Sara Engstrom - Living with Incomplete Shone’s Complex of the Heart
Sara Engstrom is 20 years old and a Biomedical Physics major with Honors at Wayne State University in Detroit. She has aspirations to go to medical school and eventually become a pediatric cardiologist. She also dreams of being an advocate for those with heart conditions because she has Shone’s Complex, a congenital heart defect. She will be walking in the Detroit Heart Walk on May 20.
I was born in May 1997 as a seemingly healthy child. At my six month check-up, my wonderful pediatrician alerted my parents that she could not feel my pulse in my feet and that I needed to be seen by a cardiologist. At seven months old, I had a heart cath to explore whether I needed open or closed heart surgery. I had an echocardiogram done and at eight months old, I had closed heart surgery. My pediatric cardiologist found I had an aortic coarctation, which was repaired, a parachute mitral valve, and a bicuspid aortic valve. Since my surgery to repair my aortic valve, I have had annual visits with a cardiologist. I am now seen by an adult cardiologist at Beaumont Hospital. At 17 years old, he found that I also had a persistent left superior vena cava. About one year ago, I had a significant amount of heart palpitations and was put on my first beta blocker for precautionary reasons. Otherwise, I am relatively healthy and have minimal restrictions.
Although I am not restricted in my activities, I still suffer from over-exertion. After climbing up too many stairs, I get tired, and I can’t run on a treadmill for too long without feeling exhausted. This sudden exhaustion is a brief reminder that I have a heart condition, and that saddens me. It saddens me because I am unable to change the way I was born. I am sick, and no one can change that. These feelings create a feeling of low self-esteem that many people with chronic illness know all too well. The one way that I always make those feelings go away is to remind myself of how far I have come and how lucky I am to have come this far and be so healthy.

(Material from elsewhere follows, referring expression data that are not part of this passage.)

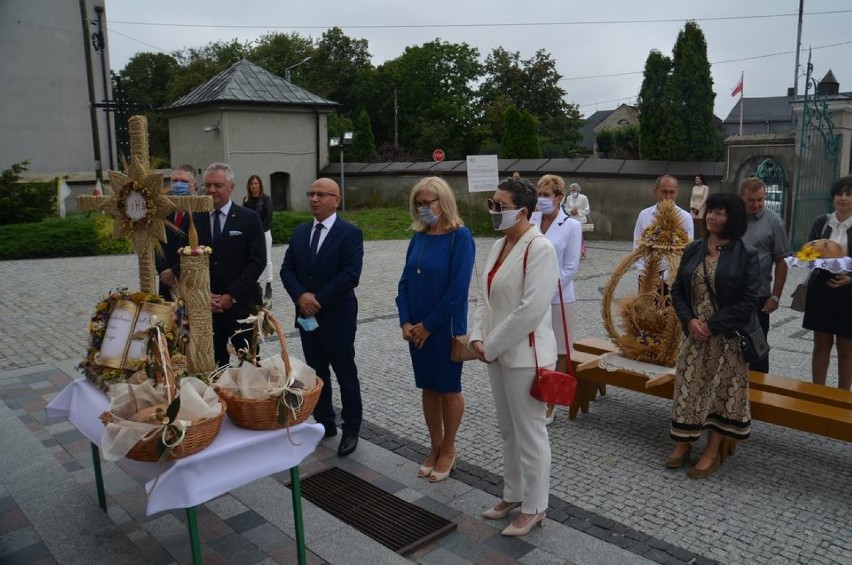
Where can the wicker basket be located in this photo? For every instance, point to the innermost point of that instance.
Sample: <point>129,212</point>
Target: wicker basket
<point>198,436</point>
<point>262,413</point>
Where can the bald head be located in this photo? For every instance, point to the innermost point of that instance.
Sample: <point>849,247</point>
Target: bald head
<point>326,185</point>
<point>323,198</point>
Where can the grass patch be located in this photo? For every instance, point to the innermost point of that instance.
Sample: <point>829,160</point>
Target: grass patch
<point>92,234</point>
<point>54,237</point>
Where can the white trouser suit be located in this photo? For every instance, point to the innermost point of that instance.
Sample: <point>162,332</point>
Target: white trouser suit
<point>506,314</point>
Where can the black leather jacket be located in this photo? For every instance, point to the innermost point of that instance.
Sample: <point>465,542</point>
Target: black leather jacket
<point>736,285</point>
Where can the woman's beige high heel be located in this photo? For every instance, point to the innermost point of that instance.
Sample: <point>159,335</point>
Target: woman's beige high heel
<point>512,530</point>
<point>437,477</point>
<point>497,513</point>
<point>426,470</point>
<point>677,462</point>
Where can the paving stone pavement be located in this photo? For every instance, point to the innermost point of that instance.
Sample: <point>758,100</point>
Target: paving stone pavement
<point>784,497</point>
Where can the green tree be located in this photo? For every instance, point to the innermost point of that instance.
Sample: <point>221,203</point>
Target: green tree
<point>364,144</point>
<point>198,65</point>
<point>435,97</point>
<point>334,67</point>
<point>689,126</point>
<point>532,85</point>
<point>145,81</point>
<point>653,106</point>
<point>620,142</point>
<point>520,135</point>
<point>277,51</point>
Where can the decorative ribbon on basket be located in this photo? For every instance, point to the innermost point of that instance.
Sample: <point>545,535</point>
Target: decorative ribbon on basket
<point>279,392</point>
<point>148,422</point>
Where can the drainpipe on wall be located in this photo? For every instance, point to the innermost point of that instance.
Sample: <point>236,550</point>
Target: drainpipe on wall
<point>317,136</point>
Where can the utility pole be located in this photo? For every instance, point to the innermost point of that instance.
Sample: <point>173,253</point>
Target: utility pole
<point>798,48</point>
<point>395,120</point>
<point>93,112</point>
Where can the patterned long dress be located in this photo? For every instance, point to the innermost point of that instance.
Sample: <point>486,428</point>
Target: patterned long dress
<point>711,382</point>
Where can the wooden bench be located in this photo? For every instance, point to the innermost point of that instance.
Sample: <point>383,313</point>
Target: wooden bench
<point>774,399</point>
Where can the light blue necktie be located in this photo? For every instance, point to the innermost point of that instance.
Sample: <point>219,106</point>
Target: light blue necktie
<point>217,227</point>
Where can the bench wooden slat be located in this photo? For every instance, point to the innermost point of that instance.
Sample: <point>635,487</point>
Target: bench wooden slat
<point>778,384</point>
<point>778,408</point>
<point>813,417</point>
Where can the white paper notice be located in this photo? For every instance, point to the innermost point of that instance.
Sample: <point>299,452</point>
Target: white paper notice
<point>482,173</point>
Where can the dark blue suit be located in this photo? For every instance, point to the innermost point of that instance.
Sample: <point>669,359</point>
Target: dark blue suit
<point>239,256</point>
<point>332,276</point>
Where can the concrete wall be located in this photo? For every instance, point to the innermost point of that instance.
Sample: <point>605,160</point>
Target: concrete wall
<point>746,152</point>
<point>44,100</point>
<point>255,141</point>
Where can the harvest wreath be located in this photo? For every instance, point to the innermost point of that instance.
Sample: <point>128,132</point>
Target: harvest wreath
<point>102,369</point>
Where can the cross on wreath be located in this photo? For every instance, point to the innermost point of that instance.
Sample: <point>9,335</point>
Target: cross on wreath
<point>139,206</point>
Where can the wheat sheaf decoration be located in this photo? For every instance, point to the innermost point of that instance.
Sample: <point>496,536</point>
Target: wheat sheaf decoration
<point>648,328</point>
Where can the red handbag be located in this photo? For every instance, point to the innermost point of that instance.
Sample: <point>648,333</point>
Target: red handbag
<point>550,386</point>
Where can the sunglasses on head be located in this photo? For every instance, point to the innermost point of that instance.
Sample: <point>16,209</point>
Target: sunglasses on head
<point>499,206</point>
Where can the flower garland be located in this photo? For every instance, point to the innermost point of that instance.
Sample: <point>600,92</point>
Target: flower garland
<point>200,250</point>
<point>102,376</point>
<point>135,190</point>
<point>807,253</point>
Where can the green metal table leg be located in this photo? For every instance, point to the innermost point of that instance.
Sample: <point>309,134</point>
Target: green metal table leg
<point>99,476</point>
<point>194,541</point>
<point>301,552</point>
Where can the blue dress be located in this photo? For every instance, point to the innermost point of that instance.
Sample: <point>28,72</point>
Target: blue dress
<point>433,290</point>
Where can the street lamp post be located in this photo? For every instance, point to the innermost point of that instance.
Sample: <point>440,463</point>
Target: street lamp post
<point>340,143</point>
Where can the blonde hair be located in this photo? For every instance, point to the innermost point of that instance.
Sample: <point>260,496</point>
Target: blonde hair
<point>557,182</point>
<point>449,218</point>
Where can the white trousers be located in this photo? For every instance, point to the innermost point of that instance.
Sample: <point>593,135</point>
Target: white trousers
<point>526,446</point>
<point>266,275</point>
<point>556,319</point>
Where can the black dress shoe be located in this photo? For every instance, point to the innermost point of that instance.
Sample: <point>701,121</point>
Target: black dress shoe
<point>348,443</point>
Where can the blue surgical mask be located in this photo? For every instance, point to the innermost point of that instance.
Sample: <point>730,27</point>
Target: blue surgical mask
<point>505,219</point>
<point>426,216</point>
<point>545,204</point>
<point>180,188</point>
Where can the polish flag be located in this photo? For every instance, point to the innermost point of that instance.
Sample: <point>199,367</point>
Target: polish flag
<point>738,89</point>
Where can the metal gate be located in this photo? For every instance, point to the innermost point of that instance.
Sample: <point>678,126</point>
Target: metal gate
<point>816,163</point>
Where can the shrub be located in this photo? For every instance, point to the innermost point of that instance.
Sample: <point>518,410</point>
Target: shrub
<point>24,202</point>
<point>283,224</point>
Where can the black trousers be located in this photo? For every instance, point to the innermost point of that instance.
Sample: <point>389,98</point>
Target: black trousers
<point>334,347</point>
<point>762,366</point>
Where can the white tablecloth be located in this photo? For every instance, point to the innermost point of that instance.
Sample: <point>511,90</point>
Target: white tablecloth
<point>236,457</point>
<point>616,362</point>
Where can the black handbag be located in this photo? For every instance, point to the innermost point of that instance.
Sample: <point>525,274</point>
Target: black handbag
<point>751,338</point>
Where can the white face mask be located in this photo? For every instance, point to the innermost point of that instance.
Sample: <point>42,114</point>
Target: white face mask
<point>505,219</point>
<point>426,216</point>
<point>545,204</point>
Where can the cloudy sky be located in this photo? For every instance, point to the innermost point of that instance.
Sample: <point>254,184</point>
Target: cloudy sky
<point>599,47</point>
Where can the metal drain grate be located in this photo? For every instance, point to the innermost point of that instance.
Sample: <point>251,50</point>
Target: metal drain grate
<point>399,525</point>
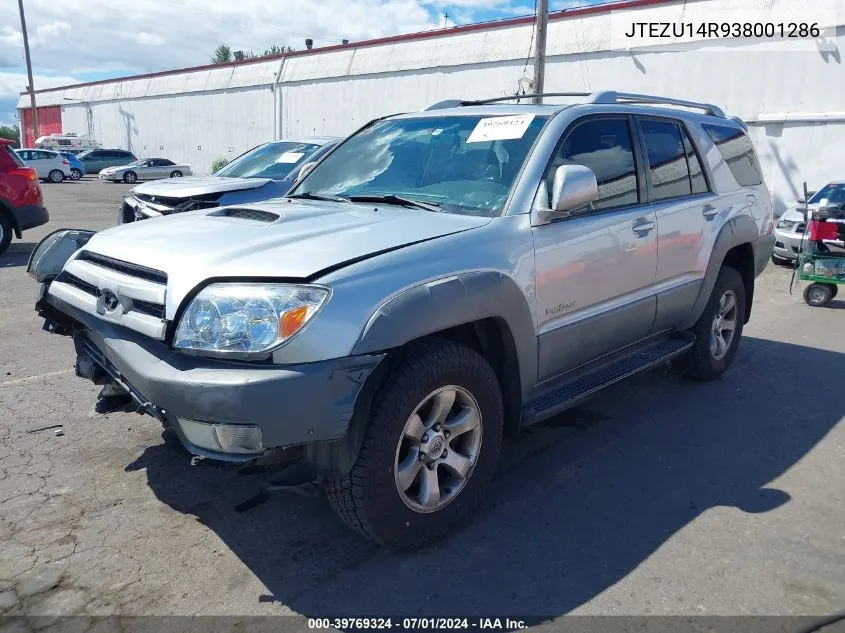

Because I am fortunate enough to have the life I do, I want to do whatever I can to help others with congenital heart defects. The drive to change the lives of others - even if it is just one person - has motivated me to be an advocate for myself and for others. I am supporting the Detroit Heart Walk because I want others, especially young children with heart conditions, to know that they are not alone in their journey. I feel that it is important to let others with heart disease know this because it is a confidence booster. Personally, learning other people’s stories has lifted my confidence in a way I never imagined. If you have heart disease, you are not alone. You have a whole community of people here to support you.